The Defendants' motion to dismiss Count XIV (Fraud) is denied.
5. Count XV — Conspiracy to Defraud
To properly allege a civil conspiracy, a plaintiff must plead: (1) a combination of two or more persons; (2) for the purpose of accomplishing by some concerted action; (3) either an unlawful purpose or a lawful purpose by unlawful means. Adcock v. Brakegate, Ltd., 645 N.E.2d 888, 894 (Ill. 1994). In addition, this Court has required that conspiracy must be pled with particularity under Federal Rule of Civil Procedure 9(b). See Cohabco Cigar Co. v. United States Tobacco Co., 1998 WL 773696 *6-7 (N.D. Ill. Oct. 30, 1998).

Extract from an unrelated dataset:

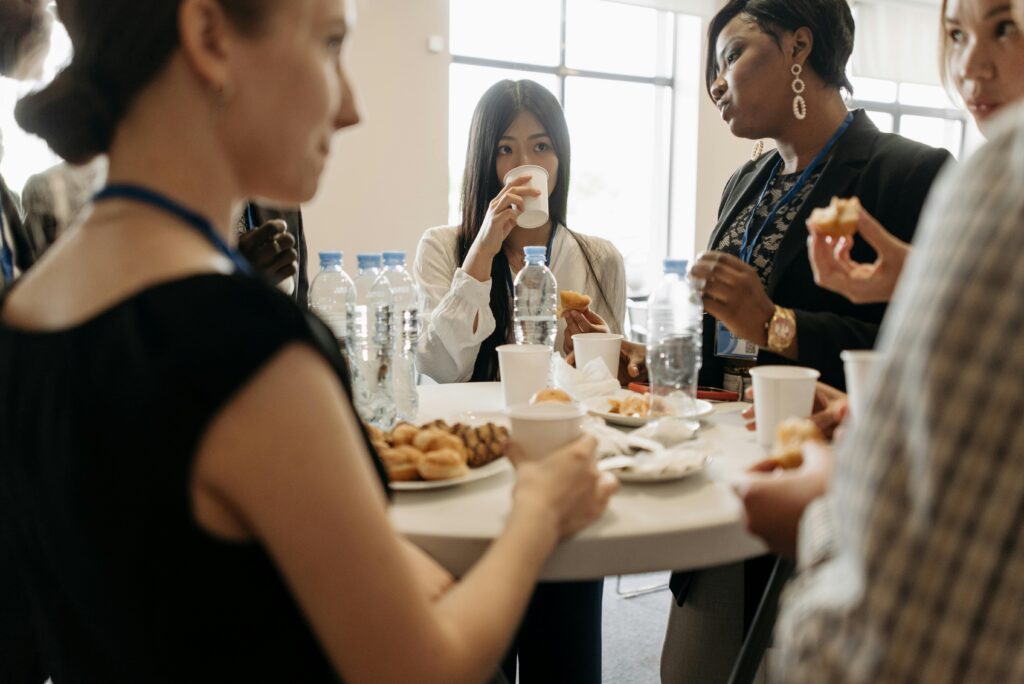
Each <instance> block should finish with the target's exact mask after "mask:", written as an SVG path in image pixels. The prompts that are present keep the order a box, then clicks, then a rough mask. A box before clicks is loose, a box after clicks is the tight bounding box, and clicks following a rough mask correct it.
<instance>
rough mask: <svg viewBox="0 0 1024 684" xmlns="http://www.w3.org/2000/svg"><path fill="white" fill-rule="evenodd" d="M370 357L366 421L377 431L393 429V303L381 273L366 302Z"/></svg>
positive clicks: (394, 337)
mask: <svg viewBox="0 0 1024 684" xmlns="http://www.w3.org/2000/svg"><path fill="white" fill-rule="evenodd" d="M367 307H368V311H367V313H368V315H369V318H370V325H371V327H372V328H371V329H372V331H373V335H372V336H371V341H372V342H371V343H372V345H373V350H374V354H373V356H371V358H370V361H369V364H368V365H367V395H368V408H367V411H366V414H367V418H366V420H367V421H368V422H370V423H371V424H373V425H374V426H376V427H378V428H380V429H381V430H390V429H391V428H392V427H394V419H395V405H394V387H393V377H394V346H395V344H394V338H395V335H394V315H393V309H394V300H393V298H392V296H391V286H390V285H388V281H387V279H386V277H384V274H383V272H382V273H381V274H379V275H378V276H377V279H376V280H375V281H374V284H373V286H372V287H371V288H370V297H369V298H368V300H367Z"/></svg>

An allegation of civil conspiracy must state facts, not mere conclusions. "[S]imply mouthing conclusory assertions of "conspiracy' in the context of an asserted fraud will not suffice." Eisenhauer v. Stem, 2000 WL 136011, *2 (N.D. Ill. Jan. 27, 2000). A plaintiff must allege specific facts showing the existence of an agreement between the alleged conspirators. Herion v. Village of Bensonville, 2000 WL 1648937 (N.D. Ill. Nov. 1, 2000). Here, the Complaint's conspiracy count is simply a reiteration of the previous counts with an added assertion of conspiracy. No facts are alleged to show the existence of an agreement to defraud between Veselik and Bartelt. Such conclusory allegations will not support a claim for civil conspiracy.
The Defendants' motion to dismiss Count XV (Conspiracy to Defraud) is granted.
6. Suplemental Jurisdiction
Defendants also request that this Court decline to exercise supplemental jurisdiction over these cases. See 28 U.S.C. § 1367 (a). State claims can be brought in the same action as federal claims when the claims at issue derive from the same operative facts, and courts generally require only a "loose factual connection between the claims."Herman v. Wolfe, 1998 WL 30706 *3 (N.D. Ill. January 26, 1998) citing Ammerman v. Sween, 54 F.3d 423, 424 (7th Cir. 1995). A factual connection certainly exists here. The Plaintiffs allege the Attorney Defendants to be intimately involved with the Churning Scheme used to defraud in this case.
CONCLUSION
Defendants' motion to dismiss is granted with respect to Count XII (Breach of Fiduciary Duty), Count XIII (Constructive Fraud), and Count XV (Conspiracy to Defraud). Those claims are hereby dismissed from the Second Amended Complaint. Defendants' motion to dismiss is denied with respect to Count XI (Attorney Malpractice) and Count XIV (Fraud).